Tuesday, May 1, 2012

Catchup review: GIALLO: reputation and reality

A cab careens through Rome, taking a young woman somewhere she didn't ask to go. Later, Linda, visiting Rome, waits for her sister to knock on her hotel room door. A filthy basement holds a number of women strapped to tables. Gotcha, it's a crime thriller.

Linda goes to the police to report her sister missing and is led to the young but gruff Inspector Avolfi, chewing pizza in a basement  wallpapered with grizzly crimescene photos. He's pursuing a serial killer who's ... abducting young women .... So they're on the case, working in tandem as only happens in movies like this where civilians are given temporary dispensation to act as police officers. Meanwhile we see the killer in shadow, tanking up on nitrous oxide and speaking in a funny voice to his victims. The game's afoot.

I might come across as dismissive there but really, most serial killer thrillers are cut from this cloth. They only distinguish themselves by exemplary service in departments other than generic plotting. The subgenre pretty much exhausted itself after a decade (the 90s) of mounting silliness as each new entry tried to outdo the ookykookyspookyness of the perp. That, combined with the mounting sense of numbing deja vu that its jaded public was experiencing.

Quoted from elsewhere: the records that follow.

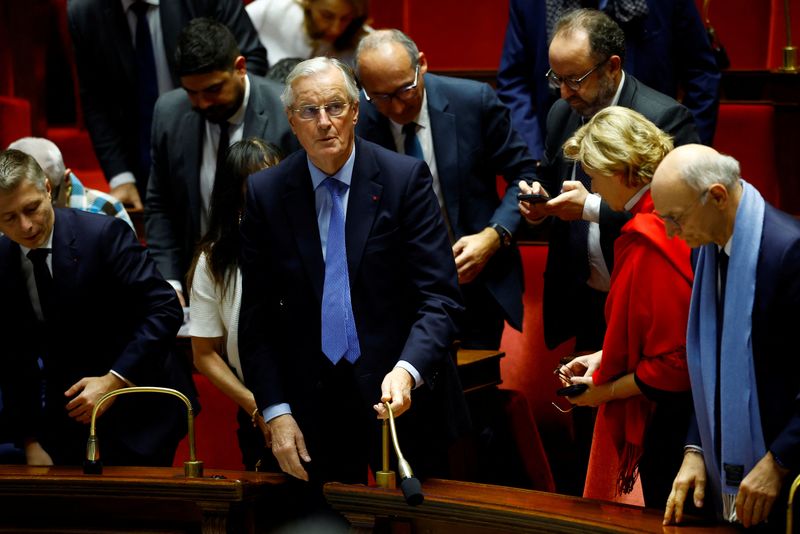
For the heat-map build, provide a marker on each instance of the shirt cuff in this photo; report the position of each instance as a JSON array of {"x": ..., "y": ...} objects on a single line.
[
  {"x": 128, "y": 382},
  {"x": 176, "y": 285},
  {"x": 121, "y": 179},
  {"x": 418, "y": 381},
  {"x": 591, "y": 208},
  {"x": 271, "y": 412},
  {"x": 693, "y": 448}
]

So, how does a 2009 serial killer film stack up? Meh. However ...

First, some context:

Giallo means yellow. It's also a genre of Italian crime thrillers notable for their strong atmosphere, baroque visuals and plotting and eye-popping violence. The connection between the genre name and the colour is variously claimed to be the pulpy paper of the source novels, the generic colour of their spines or that yellow is the colour of fear. Let that be debatable. Starting in the 1960s the genre assumed its own identity and grew ever more convoluted and bloody as the years raced, borne on the shoulders of a number of auterist maestri. One such maestro is Dario Argento.

Argento took the style of pioneer Mario Bava and stretched it to breaking point with masterpieces of the genre like his debut The Bird With the Crystal Plumage, Deep Red, Suspiria etc. And then from the mid-80s on his mojo seemed to drain from him and every subsequent outing proved more feeble than the last. An exception is The Stendhal Syndrome with its intriguing take on the role of women in gialli. But mostly it was highly stylish nice tries like Sleepless or the crushing disappointment for every fanatic who had waited decades for the final of the Three Mothers Trilogy, Mother of Tears.

Now Argento has made a film simply called Giallo. It's a crime thriller where the title refers not only to that but to a characteristic of the killer at its centre. Does what it says on the tin.

Some more context:

More than half the audience I saw this with in a micro cinema did not know any of this. The screening was introduced with a mix of affection and dismissiveness by a friend of mine who admires Argento's works. His spiel wasn't the problem? What problem?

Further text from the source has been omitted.